The major British bank - which is 82 per cent state-owned - has announced it will open more than 1,000 of its NatWest branches across the country for longer hours for the foreseeable future in order to deal with the continuing IT problems afflicting the retail operations of the bank. The problems stem from the on-going failure of an overnight batch processing solution last Wednesday, which was caused by a software upgrade that went wrong.
Stephen Hester, RBS Group chief executive, has compared the on-going problems at RBS' retail banking operations to the stacking of aircraft around London Heathrow airport, citing the issue of a huge backlog building up after an initial failure, for the continuing difficulties, although he insists that the IT problem itself is now fixed.
In recent days, RBS customers have faced huge disruptions to their personal and business banking experience, including being unable to transfer money across accounts and withdraw cash, as well as having their direct debits affected. Business payments to suppliers have also been adversely affected.
Consequently, RBS has drafted in more than 7,000 extra members of staff to help solve the problem and will also be expected to compensate people impacted by the issue. And, with such factors in mind, banking experts think the malfunction could cost the bank millions to fix, Reuters reports.

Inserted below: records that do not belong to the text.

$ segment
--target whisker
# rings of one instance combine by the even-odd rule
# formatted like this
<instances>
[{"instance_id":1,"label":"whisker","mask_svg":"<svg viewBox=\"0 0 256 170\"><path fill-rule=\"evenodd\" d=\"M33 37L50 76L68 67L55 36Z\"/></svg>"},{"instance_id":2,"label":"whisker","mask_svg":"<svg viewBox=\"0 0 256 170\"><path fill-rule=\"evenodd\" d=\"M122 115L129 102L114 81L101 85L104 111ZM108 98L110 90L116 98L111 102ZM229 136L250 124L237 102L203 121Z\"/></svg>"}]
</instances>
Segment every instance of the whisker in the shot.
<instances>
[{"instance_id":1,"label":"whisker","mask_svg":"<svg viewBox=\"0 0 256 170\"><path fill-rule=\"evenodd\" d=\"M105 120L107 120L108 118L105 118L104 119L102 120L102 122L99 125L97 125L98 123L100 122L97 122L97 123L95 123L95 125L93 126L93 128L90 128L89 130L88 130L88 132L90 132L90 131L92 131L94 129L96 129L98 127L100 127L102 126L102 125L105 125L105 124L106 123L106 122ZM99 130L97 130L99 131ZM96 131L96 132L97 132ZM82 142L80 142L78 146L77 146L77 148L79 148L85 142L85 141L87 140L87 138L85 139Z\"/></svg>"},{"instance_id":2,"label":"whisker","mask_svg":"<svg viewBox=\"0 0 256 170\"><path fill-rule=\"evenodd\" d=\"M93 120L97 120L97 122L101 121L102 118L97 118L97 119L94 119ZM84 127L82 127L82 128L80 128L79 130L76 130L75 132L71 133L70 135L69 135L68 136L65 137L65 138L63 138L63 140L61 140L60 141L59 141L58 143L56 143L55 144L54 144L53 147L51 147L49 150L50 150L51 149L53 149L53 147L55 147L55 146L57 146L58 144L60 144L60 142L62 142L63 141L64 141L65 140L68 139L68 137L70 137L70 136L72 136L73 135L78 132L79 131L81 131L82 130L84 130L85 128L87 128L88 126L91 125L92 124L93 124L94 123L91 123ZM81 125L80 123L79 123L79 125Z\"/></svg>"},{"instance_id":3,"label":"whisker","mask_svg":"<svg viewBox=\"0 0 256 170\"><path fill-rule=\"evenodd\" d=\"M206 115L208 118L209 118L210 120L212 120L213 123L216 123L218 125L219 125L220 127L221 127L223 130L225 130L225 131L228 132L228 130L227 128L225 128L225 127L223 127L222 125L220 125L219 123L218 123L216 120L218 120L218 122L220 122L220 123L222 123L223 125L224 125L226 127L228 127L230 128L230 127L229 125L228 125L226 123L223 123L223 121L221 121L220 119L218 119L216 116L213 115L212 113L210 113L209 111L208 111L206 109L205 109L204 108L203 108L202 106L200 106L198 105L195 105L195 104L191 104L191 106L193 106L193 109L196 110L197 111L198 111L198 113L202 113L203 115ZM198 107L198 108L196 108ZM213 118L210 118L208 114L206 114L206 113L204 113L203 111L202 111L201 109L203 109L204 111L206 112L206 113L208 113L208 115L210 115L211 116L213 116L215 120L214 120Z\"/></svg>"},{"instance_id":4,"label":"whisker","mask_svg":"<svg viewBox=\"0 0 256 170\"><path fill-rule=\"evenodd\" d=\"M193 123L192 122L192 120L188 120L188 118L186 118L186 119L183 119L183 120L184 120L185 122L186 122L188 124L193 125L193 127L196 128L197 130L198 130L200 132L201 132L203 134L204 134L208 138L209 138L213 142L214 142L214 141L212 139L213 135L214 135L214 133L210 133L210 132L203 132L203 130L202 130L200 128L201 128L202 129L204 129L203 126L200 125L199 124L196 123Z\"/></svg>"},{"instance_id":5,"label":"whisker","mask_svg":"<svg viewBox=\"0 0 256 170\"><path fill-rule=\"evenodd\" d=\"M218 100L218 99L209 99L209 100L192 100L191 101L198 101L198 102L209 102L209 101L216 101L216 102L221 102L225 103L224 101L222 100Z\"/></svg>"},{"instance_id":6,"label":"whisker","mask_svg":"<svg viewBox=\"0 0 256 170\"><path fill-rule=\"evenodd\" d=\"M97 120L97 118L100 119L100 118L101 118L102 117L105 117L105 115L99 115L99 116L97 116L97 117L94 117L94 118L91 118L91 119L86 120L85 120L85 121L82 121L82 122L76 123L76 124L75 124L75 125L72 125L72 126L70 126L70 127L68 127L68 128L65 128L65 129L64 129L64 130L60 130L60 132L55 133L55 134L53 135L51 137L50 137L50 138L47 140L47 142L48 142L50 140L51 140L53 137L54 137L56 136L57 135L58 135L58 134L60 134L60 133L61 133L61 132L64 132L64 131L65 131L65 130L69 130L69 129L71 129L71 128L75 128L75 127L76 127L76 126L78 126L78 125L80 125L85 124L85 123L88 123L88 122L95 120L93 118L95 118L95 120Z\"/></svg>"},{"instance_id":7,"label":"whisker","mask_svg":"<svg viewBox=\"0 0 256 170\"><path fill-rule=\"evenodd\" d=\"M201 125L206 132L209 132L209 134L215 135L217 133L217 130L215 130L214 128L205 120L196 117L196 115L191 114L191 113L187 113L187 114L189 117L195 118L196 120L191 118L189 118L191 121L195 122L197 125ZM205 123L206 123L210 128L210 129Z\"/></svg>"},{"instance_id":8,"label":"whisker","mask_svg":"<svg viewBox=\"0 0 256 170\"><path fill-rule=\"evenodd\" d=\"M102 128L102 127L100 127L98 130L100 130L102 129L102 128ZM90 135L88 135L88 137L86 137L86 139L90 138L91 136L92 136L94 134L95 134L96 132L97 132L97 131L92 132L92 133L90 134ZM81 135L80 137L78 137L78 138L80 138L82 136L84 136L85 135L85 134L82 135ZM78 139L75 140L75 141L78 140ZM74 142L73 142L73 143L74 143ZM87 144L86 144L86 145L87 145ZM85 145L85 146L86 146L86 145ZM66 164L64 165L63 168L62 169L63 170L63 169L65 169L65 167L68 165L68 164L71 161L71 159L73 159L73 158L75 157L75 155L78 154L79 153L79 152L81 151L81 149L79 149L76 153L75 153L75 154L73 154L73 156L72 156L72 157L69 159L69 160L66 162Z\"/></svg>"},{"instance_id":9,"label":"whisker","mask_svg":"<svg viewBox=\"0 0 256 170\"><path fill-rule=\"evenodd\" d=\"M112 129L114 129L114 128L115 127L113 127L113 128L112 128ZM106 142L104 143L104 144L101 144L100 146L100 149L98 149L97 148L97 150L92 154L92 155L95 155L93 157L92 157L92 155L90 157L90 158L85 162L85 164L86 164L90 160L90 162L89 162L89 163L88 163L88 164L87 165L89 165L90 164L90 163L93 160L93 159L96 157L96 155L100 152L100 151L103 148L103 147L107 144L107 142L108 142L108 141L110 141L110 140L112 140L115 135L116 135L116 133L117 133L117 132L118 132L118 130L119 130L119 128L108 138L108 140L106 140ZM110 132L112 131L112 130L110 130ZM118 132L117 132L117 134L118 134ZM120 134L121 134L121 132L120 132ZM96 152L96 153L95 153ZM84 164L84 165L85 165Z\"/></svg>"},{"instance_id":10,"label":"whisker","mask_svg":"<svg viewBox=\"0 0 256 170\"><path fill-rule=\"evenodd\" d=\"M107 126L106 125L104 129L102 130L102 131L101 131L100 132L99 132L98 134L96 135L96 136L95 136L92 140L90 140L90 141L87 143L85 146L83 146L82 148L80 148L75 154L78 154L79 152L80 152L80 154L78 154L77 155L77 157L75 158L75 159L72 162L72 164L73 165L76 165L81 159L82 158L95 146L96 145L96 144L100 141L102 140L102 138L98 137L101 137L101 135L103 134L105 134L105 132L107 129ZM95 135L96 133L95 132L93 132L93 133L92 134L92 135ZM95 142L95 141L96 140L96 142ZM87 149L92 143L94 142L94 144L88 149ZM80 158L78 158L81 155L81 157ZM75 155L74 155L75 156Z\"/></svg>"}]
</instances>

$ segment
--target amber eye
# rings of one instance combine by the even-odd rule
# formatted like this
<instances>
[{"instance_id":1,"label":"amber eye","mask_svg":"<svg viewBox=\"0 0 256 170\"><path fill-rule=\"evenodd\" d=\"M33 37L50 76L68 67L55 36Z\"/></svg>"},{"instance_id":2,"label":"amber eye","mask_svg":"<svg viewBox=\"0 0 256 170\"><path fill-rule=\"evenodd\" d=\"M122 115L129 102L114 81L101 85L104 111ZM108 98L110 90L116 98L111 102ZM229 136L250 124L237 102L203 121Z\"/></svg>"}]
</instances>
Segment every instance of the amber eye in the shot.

Ian Gordon, an analyst at Investec agreed, commenting that: "Subject to a relatively quick resolution [from now on as the crisis enters its seventh day] and the avoidance of anymore doomsday scenarios, I think the problem will be manageable and the cost in the high tens of millions [if not triple figures]."
The varying predictions of the cost are one thing, but the reputational damage that has been done to RBS is huge and it is this that will be much more damaging in the long-term.